Like I said in the no spoilers’ section, this piece does jump back and forth between Alice and Harvey. No matter the need to adjust between the dual characters and dual timelines, I loved the fact that we as the readers were given insight to the two main characters. In this piece Alice represents the person directly being affected by the cancer. She is the person who physically feels the aliments that cancer brings in her life, mentally, physically, and emotionally. Whereas Harvey’s character represents the people being indirectly affected by cancer. Harvey represents how cancer has a larger outreach outside the one person it inhibits in. I enjoyed being given access to the inside minds of these two positions and how they differed and how they were similar in certain times and events.
Alice’s character to me is a complicated one, and I love complicated characters. I love “grey” characters or ones that you don’t head over heels love, adore, and look up to. There were many times in this piece that I even said to myself “why is she stooping so low?” Murphy presented a morally confusing and complicated character and combined it with a disease that inherently gains sympathy from every person they interact with and the juxtaposition between the two was refreshing to dissect.
With that, the synopsis (the many different versions that I could find online) all include the terminology of a “bucket list” halfway through the book and I really found myself rejecting that idea of a bucket list. What Alice does in this book, I wouldn’t call a bucket list, I think even calling it a list is a little aspirational. What Alice does in this piece is more of a get-back-at-them scheme or a things-to-do-before-I-die list. I think calling what Alice does actually plays into the grey aspect of her character. The bucket list idea seems to try and be something that this piece isn’t. Focusing on Alice’s hurt and lack of care since she won’t be around for the repercussions is the bigger theme that I think readers pick up on and enjoy more. I only wish Murphy would have leaned more into the dark themes associated.
Lastly, the relationship between Alice and Harvey didn’t feel flushed out enough. I’m not sure what exactly felt off, but I wasn’t able to gain enough emotion to start rooting for them. Honestly, I was happy when he decided to date Debra instead. Alice treated him horribly and took advantage of him. I know in the end they technically don’t end up together for Murphy leaves that open-ended for the readers, but it insinuates that Alice has pulled him back into her circle. Simply, it felt very toxic. I wanted Harvey to have a moment that he stood up for himself saying, “just because you have cancer doesn’t mean you can treat people like shit.” There were times he insinuated it, but it was never said explicitly. Because of his responses to her, Harvey’s character also started becoming sour for me. At the end of the book, I wasn’t rooting for them to be together. I was rooting for Alice to heal her physical and mental self.

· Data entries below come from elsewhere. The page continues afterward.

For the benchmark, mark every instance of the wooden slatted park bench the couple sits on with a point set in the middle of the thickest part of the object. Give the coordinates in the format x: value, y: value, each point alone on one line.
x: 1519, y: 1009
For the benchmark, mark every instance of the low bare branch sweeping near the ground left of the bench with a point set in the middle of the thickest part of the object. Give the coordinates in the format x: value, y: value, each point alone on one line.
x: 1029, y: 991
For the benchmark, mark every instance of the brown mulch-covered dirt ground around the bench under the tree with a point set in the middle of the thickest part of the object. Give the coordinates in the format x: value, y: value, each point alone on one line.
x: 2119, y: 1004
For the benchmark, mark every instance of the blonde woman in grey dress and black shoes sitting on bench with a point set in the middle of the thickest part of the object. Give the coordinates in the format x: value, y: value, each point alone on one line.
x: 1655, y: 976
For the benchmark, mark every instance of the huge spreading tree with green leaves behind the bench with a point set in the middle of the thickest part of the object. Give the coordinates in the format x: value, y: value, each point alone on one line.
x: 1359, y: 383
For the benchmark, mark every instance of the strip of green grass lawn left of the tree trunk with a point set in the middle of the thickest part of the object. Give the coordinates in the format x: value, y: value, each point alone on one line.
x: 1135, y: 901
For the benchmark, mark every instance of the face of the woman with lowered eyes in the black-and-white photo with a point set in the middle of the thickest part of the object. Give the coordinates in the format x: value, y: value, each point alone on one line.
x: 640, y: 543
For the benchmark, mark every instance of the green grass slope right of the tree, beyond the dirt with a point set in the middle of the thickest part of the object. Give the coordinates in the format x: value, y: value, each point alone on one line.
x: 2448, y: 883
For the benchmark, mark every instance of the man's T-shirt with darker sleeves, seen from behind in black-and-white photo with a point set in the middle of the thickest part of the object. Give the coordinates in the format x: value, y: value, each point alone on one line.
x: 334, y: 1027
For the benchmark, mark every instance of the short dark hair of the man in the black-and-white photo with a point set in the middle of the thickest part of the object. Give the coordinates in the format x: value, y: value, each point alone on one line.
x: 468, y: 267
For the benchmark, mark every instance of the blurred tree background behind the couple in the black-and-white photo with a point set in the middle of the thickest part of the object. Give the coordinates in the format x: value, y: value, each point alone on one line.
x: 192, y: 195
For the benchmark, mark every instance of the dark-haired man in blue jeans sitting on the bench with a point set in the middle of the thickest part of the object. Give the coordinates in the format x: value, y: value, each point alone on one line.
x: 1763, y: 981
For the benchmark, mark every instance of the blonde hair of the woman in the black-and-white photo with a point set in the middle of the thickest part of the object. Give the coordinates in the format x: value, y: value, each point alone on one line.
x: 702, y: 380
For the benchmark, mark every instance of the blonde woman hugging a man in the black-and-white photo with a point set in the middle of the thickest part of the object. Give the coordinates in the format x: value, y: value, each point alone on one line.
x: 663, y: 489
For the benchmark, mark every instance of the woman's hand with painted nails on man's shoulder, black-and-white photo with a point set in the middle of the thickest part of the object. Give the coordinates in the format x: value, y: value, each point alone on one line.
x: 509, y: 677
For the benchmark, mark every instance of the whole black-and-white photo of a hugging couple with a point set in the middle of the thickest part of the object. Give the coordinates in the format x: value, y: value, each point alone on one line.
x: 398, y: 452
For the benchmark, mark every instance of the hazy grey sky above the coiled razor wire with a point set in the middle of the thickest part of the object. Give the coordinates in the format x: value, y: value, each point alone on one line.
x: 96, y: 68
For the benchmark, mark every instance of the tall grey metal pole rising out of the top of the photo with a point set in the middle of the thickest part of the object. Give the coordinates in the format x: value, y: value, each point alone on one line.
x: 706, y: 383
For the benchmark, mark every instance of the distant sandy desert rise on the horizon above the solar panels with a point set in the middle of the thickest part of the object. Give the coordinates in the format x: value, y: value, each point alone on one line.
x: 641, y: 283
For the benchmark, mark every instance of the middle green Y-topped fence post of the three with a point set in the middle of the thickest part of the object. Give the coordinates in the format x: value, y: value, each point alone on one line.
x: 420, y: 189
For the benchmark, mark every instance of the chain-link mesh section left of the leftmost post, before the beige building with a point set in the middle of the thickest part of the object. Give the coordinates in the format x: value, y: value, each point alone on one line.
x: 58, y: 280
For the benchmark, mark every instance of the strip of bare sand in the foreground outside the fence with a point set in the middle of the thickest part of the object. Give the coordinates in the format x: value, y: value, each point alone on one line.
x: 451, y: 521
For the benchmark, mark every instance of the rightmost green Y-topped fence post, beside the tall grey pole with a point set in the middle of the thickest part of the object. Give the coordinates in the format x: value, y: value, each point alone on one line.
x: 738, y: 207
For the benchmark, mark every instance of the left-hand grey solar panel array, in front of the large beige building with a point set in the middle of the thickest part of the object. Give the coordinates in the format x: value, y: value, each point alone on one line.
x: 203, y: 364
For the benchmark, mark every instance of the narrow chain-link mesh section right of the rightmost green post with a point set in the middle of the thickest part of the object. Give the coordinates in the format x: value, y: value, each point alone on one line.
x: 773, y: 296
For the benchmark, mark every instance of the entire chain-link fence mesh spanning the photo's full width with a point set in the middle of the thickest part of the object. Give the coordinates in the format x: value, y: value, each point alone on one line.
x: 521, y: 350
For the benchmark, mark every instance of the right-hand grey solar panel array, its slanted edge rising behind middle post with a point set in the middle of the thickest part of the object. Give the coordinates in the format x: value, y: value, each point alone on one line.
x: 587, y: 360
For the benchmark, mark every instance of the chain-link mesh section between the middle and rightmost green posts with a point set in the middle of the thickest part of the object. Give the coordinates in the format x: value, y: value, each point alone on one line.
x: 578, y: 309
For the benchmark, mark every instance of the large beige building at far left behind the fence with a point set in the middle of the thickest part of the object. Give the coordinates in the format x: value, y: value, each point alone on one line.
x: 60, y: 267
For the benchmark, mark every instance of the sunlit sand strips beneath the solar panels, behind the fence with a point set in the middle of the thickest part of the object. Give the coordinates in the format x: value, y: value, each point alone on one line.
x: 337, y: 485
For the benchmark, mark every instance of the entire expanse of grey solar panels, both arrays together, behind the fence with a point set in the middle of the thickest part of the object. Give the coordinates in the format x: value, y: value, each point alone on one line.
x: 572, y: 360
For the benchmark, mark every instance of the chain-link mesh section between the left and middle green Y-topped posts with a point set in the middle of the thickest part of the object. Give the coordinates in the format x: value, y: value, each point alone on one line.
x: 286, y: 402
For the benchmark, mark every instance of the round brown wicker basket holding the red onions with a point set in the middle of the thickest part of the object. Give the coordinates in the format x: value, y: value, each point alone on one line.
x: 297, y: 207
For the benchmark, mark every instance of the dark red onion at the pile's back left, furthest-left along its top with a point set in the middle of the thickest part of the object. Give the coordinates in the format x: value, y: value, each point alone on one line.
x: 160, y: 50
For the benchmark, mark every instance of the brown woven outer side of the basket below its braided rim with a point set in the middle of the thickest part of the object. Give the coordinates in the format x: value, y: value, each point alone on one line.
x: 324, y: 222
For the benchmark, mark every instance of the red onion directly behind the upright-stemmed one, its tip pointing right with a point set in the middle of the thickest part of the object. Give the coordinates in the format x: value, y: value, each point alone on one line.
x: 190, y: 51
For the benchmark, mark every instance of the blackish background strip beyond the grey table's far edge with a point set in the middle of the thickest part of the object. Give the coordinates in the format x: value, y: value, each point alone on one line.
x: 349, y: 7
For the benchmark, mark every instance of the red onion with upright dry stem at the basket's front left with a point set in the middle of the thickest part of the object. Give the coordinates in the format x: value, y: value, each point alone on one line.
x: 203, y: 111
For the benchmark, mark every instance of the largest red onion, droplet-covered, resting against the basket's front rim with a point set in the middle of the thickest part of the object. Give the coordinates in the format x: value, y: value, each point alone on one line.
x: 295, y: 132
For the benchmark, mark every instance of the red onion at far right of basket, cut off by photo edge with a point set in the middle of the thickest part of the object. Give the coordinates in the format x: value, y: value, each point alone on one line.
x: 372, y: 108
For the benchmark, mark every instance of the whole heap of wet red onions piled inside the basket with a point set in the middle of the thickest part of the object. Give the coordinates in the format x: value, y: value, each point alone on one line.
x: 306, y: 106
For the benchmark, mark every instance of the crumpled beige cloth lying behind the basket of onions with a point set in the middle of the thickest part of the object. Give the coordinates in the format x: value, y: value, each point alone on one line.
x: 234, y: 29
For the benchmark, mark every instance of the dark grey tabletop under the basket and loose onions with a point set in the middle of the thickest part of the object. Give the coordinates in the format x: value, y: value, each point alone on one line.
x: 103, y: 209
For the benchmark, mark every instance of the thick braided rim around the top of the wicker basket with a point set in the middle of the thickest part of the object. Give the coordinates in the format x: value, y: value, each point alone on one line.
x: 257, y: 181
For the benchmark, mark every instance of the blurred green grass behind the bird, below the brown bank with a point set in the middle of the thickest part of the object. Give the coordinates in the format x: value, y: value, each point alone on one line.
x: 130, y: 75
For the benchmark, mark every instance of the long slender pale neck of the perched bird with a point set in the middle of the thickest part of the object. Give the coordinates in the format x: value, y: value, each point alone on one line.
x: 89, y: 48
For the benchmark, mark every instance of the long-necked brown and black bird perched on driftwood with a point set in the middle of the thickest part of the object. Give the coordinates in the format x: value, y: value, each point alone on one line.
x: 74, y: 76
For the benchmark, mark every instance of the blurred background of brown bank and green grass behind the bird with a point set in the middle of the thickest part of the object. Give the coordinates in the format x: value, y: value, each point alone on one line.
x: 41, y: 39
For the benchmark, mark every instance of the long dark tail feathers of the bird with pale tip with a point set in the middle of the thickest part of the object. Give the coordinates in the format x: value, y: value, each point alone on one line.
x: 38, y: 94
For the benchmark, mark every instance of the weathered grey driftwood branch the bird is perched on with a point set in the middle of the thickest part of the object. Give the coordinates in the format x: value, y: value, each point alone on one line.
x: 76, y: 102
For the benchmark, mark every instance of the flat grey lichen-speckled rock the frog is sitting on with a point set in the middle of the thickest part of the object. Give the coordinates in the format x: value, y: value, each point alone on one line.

Overall, I did enjoy this piece, but only wished that the characters were flushed out a little more and the transformation arcs were seen by the reader throughout the whole piece instead of it all happening in the very end.

Julie Murphy
Murphy currently lives with her husband and cats in North Texas writing full-time. She has written five New York times Bestsellers; Dumplin’, Puddin’, Pumpkin, Ramona Blue, and Side Effects May Vary. Her middle grade pieces include Dear Sweet Pea and a new title coming in 2023. Her and her writing partner, Sierra Simone, have their romance debut A Merry Little Meet Cute. Murphy has a total of 25 titles.